Injuries of the Upper Cervical Vertebrae
According to many researchers, injuries to the upper cervical vertebrae constitute the majority of birth injuries in newborns. This is due to the anatomical features of this section of the spine, including increased elasticity of the joint-ligament apparatus and a loose, wide capsule, which makes the cranio-vertebral joint potentially unstable. The anatomical and physiological features, combined with the rather traumatic nature of the birth processes, especially when complicated by rough obstetric interventions—make this area particularly vulnerable. The presence of receptors in the joint capsules and ligaments explains the sharp pain syndrome, forced posture of the infant, torticollis (twisted neck), and protective hypertonus of the paravertebral neck muscles.
To understand the mechanism of vertebral artery injury during childbirth and its clinical significance, it is important to consider that the vertebral artery and vein, intertwined with the nerve (Frank’s nerve), pass through a narrow bony canal of the transverse processes. In the upper cervical vertebrae, the artery forms two bends, making it especially vulnerable even during normal head turns during birth. Traction of the fetus by the neck significantly worsens this injury. This is very important because the vertebral artery supplies blood to the brainstem and the cervical part of the spinal cord, where even slight hemodynamic changes can lead to widespread ischemia. Clinically, this manifests as myatonic syndrome in older children.

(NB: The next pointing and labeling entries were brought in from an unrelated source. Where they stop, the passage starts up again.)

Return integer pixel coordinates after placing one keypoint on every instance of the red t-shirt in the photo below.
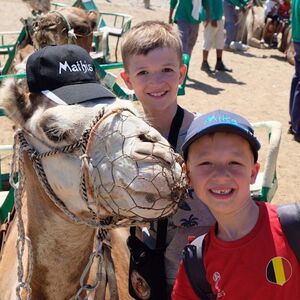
(259, 266)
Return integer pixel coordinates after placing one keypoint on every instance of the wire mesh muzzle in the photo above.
(128, 173)
(130, 170)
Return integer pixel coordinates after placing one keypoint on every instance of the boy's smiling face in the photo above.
(155, 77)
(220, 168)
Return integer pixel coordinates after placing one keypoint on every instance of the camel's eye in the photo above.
(55, 133)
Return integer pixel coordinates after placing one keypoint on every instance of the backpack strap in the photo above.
(162, 225)
(289, 216)
(195, 270)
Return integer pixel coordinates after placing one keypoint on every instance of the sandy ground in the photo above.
(258, 88)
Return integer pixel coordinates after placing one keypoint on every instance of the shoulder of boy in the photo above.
(289, 217)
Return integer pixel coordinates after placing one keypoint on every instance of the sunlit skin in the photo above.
(155, 78)
(220, 167)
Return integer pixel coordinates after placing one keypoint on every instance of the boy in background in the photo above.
(246, 254)
(211, 15)
(188, 26)
(152, 58)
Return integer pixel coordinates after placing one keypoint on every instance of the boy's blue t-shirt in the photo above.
(215, 8)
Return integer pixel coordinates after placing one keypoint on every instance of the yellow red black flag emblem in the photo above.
(279, 270)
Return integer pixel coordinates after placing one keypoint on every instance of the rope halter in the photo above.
(112, 195)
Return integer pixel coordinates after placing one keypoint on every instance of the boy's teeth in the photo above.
(222, 192)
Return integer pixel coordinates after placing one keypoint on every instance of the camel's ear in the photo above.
(93, 17)
(16, 100)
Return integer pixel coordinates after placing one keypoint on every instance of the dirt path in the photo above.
(258, 88)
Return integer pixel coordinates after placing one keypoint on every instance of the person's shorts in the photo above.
(275, 18)
(213, 37)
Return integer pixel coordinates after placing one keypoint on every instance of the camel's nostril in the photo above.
(144, 137)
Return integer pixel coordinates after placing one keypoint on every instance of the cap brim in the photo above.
(78, 93)
(254, 143)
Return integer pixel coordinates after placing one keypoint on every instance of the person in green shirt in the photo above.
(187, 24)
(295, 86)
(212, 16)
(231, 20)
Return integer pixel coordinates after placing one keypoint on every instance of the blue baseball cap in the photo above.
(221, 121)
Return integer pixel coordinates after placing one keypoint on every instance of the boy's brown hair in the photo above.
(150, 35)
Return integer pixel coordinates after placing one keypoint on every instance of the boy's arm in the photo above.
(182, 289)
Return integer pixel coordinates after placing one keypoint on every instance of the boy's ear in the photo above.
(182, 71)
(254, 172)
(126, 79)
(186, 171)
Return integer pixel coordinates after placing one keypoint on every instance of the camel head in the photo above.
(66, 25)
(38, 5)
(102, 161)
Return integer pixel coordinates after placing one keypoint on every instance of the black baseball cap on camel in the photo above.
(65, 74)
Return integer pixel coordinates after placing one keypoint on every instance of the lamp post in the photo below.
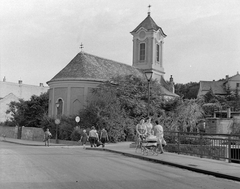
(57, 121)
(148, 75)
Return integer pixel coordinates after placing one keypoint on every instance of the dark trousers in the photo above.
(103, 140)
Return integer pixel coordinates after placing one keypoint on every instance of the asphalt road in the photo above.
(33, 167)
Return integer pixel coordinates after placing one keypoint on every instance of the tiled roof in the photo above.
(149, 24)
(89, 67)
(85, 66)
(216, 87)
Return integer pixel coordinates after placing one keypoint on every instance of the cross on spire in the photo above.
(149, 6)
(81, 47)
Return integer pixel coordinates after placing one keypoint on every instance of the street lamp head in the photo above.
(148, 75)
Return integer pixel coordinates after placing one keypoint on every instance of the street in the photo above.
(72, 167)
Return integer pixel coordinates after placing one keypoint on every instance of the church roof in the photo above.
(89, 67)
(148, 24)
(85, 66)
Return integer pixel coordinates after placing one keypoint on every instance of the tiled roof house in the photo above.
(222, 87)
(71, 87)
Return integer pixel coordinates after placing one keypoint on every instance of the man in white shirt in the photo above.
(158, 132)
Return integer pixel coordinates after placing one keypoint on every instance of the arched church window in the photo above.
(59, 106)
(142, 51)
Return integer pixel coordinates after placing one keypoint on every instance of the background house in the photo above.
(222, 87)
(10, 91)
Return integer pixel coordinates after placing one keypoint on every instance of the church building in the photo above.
(71, 87)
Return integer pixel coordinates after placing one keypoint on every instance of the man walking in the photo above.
(103, 137)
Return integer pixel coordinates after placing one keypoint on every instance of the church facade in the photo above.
(71, 88)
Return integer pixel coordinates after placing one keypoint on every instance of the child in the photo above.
(84, 139)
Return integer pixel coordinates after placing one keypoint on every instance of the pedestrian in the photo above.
(149, 127)
(47, 136)
(103, 137)
(84, 138)
(141, 131)
(158, 132)
(93, 137)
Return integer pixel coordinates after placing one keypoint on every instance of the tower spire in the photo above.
(149, 11)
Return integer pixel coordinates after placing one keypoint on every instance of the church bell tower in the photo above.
(148, 39)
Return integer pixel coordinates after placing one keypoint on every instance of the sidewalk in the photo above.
(216, 168)
(29, 142)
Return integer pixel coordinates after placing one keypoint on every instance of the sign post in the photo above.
(57, 122)
(77, 119)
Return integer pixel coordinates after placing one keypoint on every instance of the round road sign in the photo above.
(77, 119)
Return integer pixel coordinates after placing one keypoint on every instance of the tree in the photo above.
(29, 113)
(187, 91)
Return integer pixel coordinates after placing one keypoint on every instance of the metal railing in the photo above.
(215, 146)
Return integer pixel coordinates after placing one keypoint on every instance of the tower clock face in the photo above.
(142, 35)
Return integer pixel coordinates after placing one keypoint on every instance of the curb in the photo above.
(29, 144)
(219, 175)
(22, 143)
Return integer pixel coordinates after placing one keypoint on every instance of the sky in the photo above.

Given the particular importance of this section of the spine, the question of timely diagnosis and adequate treatment of this patient group is especially relevant. Alongside clinical neuro-orthopedic examination, X-ray imaging remains popular due to its accessibility and informativeness. However, even significant changes in this area are not always accompanied by radiological signs, and practicing orthopedists and neurologists may not always diagnose them.

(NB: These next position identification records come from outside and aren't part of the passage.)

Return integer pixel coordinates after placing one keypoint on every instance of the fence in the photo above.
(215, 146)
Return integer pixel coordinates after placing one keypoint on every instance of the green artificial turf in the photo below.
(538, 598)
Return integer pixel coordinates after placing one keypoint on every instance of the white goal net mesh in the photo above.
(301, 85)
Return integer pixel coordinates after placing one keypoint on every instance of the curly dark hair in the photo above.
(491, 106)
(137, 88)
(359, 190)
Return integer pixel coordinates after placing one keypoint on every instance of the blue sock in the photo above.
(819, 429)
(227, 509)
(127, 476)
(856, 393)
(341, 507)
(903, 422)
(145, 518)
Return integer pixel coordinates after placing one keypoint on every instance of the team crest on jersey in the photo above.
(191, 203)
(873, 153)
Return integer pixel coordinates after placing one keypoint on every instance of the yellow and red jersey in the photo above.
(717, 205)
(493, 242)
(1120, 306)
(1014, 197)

In the newborn pathology department, from January to December last year, 380 children up to 3 months old were treated. Of these, 138 were clinically diagnosed with combined brain and spinal cord injury at the cervical spine level. Considering the clinical signs of spinal cord damage in segments C1-C2 (the site of the pyramidal decussation), namely hypertonus of upper and lower limb muscles, tremor, positive Babkin’s sign, spontaneous Moro reflex—which help differentiate upper cervical spinal cord lesions from lesions in lower segments C3-C6—we identified this pathology in 87 children.

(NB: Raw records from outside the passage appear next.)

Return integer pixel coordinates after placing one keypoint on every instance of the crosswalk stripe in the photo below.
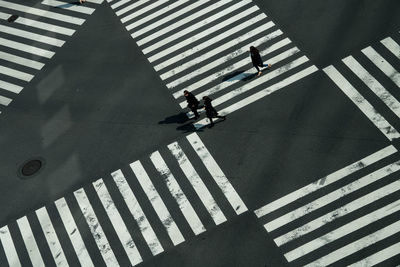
(379, 256)
(195, 26)
(143, 10)
(197, 184)
(380, 122)
(373, 84)
(51, 237)
(26, 48)
(42, 13)
(120, 228)
(137, 213)
(157, 203)
(68, 6)
(257, 96)
(332, 196)
(356, 245)
(216, 63)
(203, 82)
(184, 205)
(9, 248)
(30, 242)
(208, 31)
(73, 232)
(95, 228)
(21, 60)
(345, 229)
(16, 74)
(181, 22)
(382, 64)
(162, 21)
(325, 181)
(156, 14)
(217, 174)
(39, 25)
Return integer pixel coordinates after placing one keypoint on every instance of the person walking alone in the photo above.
(210, 110)
(257, 60)
(193, 103)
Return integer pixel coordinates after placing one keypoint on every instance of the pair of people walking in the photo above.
(193, 105)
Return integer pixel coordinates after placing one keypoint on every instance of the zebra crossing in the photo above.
(202, 47)
(377, 67)
(30, 40)
(192, 208)
(340, 214)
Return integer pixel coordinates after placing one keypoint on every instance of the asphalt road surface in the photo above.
(102, 164)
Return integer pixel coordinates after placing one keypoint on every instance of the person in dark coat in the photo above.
(257, 60)
(210, 110)
(193, 103)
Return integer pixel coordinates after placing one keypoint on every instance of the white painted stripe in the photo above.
(170, 17)
(215, 51)
(5, 101)
(32, 36)
(21, 61)
(39, 25)
(181, 22)
(257, 96)
(382, 64)
(332, 196)
(51, 237)
(73, 233)
(379, 256)
(217, 174)
(208, 31)
(16, 74)
(10, 87)
(392, 46)
(184, 205)
(351, 226)
(325, 181)
(143, 10)
(193, 27)
(130, 7)
(356, 245)
(137, 213)
(377, 119)
(373, 84)
(95, 228)
(42, 13)
(237, 78)
(68, 6)
(197, 184)
(9, 248)
(156, 14)
(157, 203)
(26, 48)
(216, 63)
(120, 228)
(30, 242)
(203, 82)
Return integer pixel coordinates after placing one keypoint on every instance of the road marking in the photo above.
(219, 177)
(9, 248)
(157, 203)
(197, 184)
(184, 205)
(73, 233)
(116, 220)
(137, 213)
(380, 122)
(95, 228)
(51, 237)
(30, 242)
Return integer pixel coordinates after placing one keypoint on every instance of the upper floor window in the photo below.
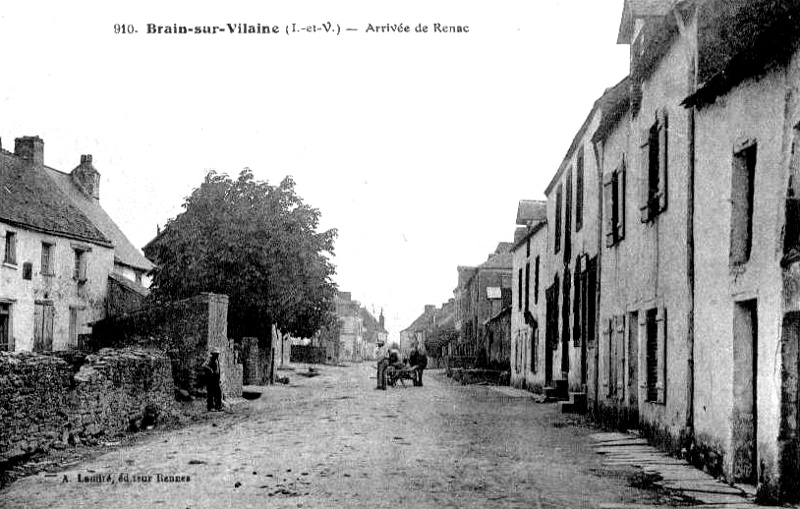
(47, 259)
(614, 200)
(743, 176)
(10, 252)
(557, 234)
(654, 158)
(79, 271)
(579, 191)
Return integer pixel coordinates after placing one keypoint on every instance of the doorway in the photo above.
(745, 412)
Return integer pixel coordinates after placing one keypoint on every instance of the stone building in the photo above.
(479, 297)
(527, 306)
(570, 267)
(698, 310)
(375, 334)
(351, 330)
(60, 251)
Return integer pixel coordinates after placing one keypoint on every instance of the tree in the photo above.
(256, 243)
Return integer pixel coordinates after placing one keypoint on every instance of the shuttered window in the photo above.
(653, 159)
(579, 190)
(10, 252)
(557, 233)
(47, 259)
(743, 176)
(527, 286)
(655, 327)
(614, 200)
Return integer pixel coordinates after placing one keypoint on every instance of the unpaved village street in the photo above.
(335, 441)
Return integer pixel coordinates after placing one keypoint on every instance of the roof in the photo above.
(531, 210)
(576, 140)
(530, 232)
(124, 252)
(738, 39)
(614, 104)
(502, 260)
(32, 200)
(131, 285)
(634, 9)
(370, 323)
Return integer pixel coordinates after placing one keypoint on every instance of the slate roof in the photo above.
(30, 199)
(370, 322)
(124, 252)
(531, 210)
(501, 260)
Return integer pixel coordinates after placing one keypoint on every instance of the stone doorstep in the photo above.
(630, 441)
(611, 437)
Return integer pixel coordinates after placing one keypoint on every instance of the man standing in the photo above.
(212, 375)
(419, 361)
(383, 361)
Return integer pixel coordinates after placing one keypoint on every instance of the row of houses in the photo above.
(659, 278)
(65, 263)
(356, 336)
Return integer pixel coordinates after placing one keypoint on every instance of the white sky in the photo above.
(416, 147)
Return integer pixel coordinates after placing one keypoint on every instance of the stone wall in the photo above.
(186, 330)
(51, 401)
(308, 354)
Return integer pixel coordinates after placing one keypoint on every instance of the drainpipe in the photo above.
(598, 292)
(691, 41)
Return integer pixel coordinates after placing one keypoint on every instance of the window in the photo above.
(742, 193)
(557, 234)
(527, 286)
(568, 218)
(73, 326)
(6, 337)
(47, 259)
(43, 314)
(616, 357)
(10, 252)
(79, 271)
(614, 199)
(653, 188)
(579, 191)
(655, 327)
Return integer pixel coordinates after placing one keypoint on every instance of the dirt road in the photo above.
(335, 441)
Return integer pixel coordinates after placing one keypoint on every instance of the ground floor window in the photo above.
(655, 328)
(6, 338)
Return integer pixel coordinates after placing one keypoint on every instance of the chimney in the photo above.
(30, 148)
(87, 178)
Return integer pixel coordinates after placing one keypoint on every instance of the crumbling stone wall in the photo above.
(186, 330)
(49, 401)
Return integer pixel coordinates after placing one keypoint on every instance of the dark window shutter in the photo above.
(663, 158)
(608, 180)
(621, 176)
(661, 385)
(644, 175)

To confirm the clinical diagnosis, we performed spondylography. Radiographic signs of cranio-cervical joint damage were found in all. It is known that even minimal vertebral dislocation can involve the vertebral arteries. This can lead to compression of the artery in the bony canal of the transverse processes, which undoubtedly results in spinal cord ischemia with all its consequences.
Treatment tactics depended on the severity and progression or regression of clinical symptoms and the severity of radiological abnormalities.
For all children with birth injuries to the cervical spine, we recommend immobilization with a cotton-gauze collar worn for 2-3 months until the child’s natural muscular corset formed. Cranial traction was applied daily for 7-9 seconds.
All children underwent physiotherapy: transverse electrophoresis with spasmolytics (euphyllin and papaverine), and paraffin therapy on the cervical spine. Neck muscle massage was avoided to prevent further dislocation of injured vertebrae.
In almost all children, gradual regression of neurological symptoms was observed after the comprehensive neuro-orthopedic treatment. However, 3 children (with subluxation of C1-C2 and atlas block) showed no positive dynamics. Under general muscle-relaxant anesthesia (fluothane), they underwent one-stage repositioning using the Risser-Guther method, followed by immobilization with a Schantz collar. After this, there was a complete regression of pathological symptoms.
Conclusions:
- Birth injuries of the cervical spine remain predominant among newborn pathologies.
- Among cervical spine injuries, damage to the cranio-cervical junction predominates due to its anatomical and functional features that make it most vulnerable during birth.
- Characteristic clinical symptoms of C1-C2 spinal cord injury, besides pain, forced posture, neuromuscular torticollis, and protective hypertonus of paravertebral muscles (also typical of lower cervical segment pathology), include hypertonus of upper and lower limbs, tremor, Babkin’s sign, and spontaneous Moro reflex.
- Radiological examination confirms the clinical diagnosis.
- The most common radiological sign of birth trauma to the cranio-cervical junction is subluxation in the median atlanto-axial joint.
- Early diagnosis allows timely comprehensive pathogenetic neuro-orthopedic treatment, leading to regression of pathological symptoms.
- In cases without positive dynamics, orthopedic one-stage repositioning removes the etiopathological factor and leads to disappearance of pathological symptoms.